I checked. It was very low. I will look for the write up. Thank you.


----------



## Pat E (Oct 1, 2020)

BinVa said:


> Yes it's serious!! Check your trans fluid level. Most notable when roading tractor. There's a good write up over on 'Green Tractor' for seal replacement. B


Read everything I could find. It sounds way over my head. City girl in the country. Dad taught me how to tune up my car and change out brake pads when I was a kid in the 70's, but tractors were not in the lesson plan. 

Thanks much to johnks and BinVa for the quick replies and helpful ideas.


----------



## BinVa (Sep 21, 2020)

Well at least you know what is involved. Hopefully you have a local mechanic that can do the work..not a big job if you’re prepared. Get it fixed soon. If you must run it..keep an eye on the fluid level and speed slow. B.


----------



## Tx Jim (Jul 28, 2020)

BinVa said:


> Yes it's serious!! Check your trans fluid level. Most notable when roading tractor. There's a good write up over on 'Green Tractor' for seal replacement. B


I agree checking fluid levels is important before start up. Just to clarify front axle leaks indicates frt axle/outboard gear oil level needs checking not transmission oil level.


----------



## Fedup (Feb 25, 2014)

You guys can't be serious. Check fluid levels and be cautious with it?

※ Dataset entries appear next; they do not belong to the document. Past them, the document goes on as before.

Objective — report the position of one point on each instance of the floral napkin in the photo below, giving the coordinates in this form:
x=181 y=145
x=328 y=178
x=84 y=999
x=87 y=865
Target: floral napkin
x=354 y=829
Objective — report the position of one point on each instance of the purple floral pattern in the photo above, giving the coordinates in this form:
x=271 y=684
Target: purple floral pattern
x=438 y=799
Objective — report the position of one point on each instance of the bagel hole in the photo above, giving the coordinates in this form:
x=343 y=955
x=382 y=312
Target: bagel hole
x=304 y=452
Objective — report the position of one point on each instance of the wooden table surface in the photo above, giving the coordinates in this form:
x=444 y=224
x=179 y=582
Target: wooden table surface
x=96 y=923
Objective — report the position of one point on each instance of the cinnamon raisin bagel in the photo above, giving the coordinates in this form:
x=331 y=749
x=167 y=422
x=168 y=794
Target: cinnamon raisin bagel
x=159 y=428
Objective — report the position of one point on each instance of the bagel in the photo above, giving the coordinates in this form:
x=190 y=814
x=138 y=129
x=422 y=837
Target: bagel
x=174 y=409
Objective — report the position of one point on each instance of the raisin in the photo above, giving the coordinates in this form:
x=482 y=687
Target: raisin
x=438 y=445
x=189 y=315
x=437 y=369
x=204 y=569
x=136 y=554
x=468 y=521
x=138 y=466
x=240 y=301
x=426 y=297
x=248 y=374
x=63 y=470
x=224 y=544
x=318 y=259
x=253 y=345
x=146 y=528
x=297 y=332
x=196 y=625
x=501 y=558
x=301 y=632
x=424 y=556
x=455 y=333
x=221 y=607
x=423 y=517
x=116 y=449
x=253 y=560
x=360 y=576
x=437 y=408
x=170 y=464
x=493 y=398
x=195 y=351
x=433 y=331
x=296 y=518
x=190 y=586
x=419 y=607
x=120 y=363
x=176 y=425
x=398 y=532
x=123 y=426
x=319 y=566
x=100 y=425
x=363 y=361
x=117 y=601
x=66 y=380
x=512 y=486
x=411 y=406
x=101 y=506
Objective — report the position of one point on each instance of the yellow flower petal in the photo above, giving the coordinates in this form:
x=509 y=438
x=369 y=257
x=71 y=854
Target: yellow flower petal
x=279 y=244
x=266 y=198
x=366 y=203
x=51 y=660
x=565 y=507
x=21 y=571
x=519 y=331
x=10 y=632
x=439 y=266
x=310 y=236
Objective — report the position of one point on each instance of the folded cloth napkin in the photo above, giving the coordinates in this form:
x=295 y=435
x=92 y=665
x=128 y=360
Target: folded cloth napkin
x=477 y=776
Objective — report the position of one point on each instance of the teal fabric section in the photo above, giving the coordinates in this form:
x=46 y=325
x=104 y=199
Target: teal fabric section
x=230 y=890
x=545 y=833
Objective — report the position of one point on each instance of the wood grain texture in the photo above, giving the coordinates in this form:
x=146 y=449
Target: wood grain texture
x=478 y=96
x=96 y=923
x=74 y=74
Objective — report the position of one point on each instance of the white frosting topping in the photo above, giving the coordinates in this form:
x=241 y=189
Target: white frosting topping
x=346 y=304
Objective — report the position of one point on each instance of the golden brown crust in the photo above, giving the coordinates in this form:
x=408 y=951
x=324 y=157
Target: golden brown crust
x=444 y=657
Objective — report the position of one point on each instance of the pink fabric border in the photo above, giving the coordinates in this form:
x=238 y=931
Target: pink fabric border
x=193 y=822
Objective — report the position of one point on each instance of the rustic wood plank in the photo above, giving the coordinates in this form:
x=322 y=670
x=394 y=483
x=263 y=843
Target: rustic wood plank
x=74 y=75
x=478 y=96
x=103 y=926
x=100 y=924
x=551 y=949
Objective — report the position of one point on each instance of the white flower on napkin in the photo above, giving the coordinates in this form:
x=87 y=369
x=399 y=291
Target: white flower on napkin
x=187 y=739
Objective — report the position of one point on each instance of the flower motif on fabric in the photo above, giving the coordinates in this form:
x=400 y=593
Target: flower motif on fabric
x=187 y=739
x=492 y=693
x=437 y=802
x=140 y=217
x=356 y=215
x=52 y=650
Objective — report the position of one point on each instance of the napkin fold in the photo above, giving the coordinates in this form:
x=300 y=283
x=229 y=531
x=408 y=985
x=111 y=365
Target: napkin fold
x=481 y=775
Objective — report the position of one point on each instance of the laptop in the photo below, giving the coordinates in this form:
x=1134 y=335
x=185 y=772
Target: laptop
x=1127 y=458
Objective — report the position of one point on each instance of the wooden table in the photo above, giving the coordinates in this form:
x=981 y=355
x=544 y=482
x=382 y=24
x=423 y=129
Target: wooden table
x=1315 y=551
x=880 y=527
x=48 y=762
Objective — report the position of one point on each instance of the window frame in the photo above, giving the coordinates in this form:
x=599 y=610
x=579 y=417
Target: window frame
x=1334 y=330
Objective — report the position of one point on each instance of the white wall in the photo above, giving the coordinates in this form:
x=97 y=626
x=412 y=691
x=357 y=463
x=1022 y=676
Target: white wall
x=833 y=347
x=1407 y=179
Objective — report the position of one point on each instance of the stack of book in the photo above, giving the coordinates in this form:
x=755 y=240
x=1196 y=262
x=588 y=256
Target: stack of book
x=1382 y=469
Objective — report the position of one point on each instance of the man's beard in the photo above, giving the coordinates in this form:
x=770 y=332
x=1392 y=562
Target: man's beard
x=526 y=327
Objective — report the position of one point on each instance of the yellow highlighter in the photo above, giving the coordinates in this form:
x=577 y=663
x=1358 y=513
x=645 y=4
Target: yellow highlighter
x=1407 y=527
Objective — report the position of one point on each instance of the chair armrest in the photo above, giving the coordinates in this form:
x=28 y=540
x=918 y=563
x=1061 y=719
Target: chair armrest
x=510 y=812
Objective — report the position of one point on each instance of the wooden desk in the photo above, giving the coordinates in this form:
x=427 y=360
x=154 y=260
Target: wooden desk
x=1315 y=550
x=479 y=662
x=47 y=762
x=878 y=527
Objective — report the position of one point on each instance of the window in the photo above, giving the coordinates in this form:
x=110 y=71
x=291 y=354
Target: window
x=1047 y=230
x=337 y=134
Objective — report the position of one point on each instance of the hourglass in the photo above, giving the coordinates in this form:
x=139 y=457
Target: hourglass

No, don't run it. The "bucking/jerking" you're experiencing is telling you that some bearings, gears, shafts, etc are dancing around in there. The more you run it, the more damage is likely to occur. Right now it's probably some bearings, and a few gears damaged. Keep going and you risk shafts, a broken housing, maybe more. 

Don't do any more work WITH it until you work ON it.


----------



## John W. Mason (May 4, 2020)

Fairly common with this tractor, especially if you fail to use ballast when using loader. Not bad to take apart. There is no trans fluid here, the front axle acts as a holding tank for the oil. Its really just an oil bath. I bought the manual and replaced the next deeper seals which are the pivot yoke seals.
Mine is a 2013, I bought it new. I dont use it a lot but those seals needed replacement around 650 hrs I believe. 
Depending on the serial number those seals changed, that was my challenge, getting the correct seals.


----------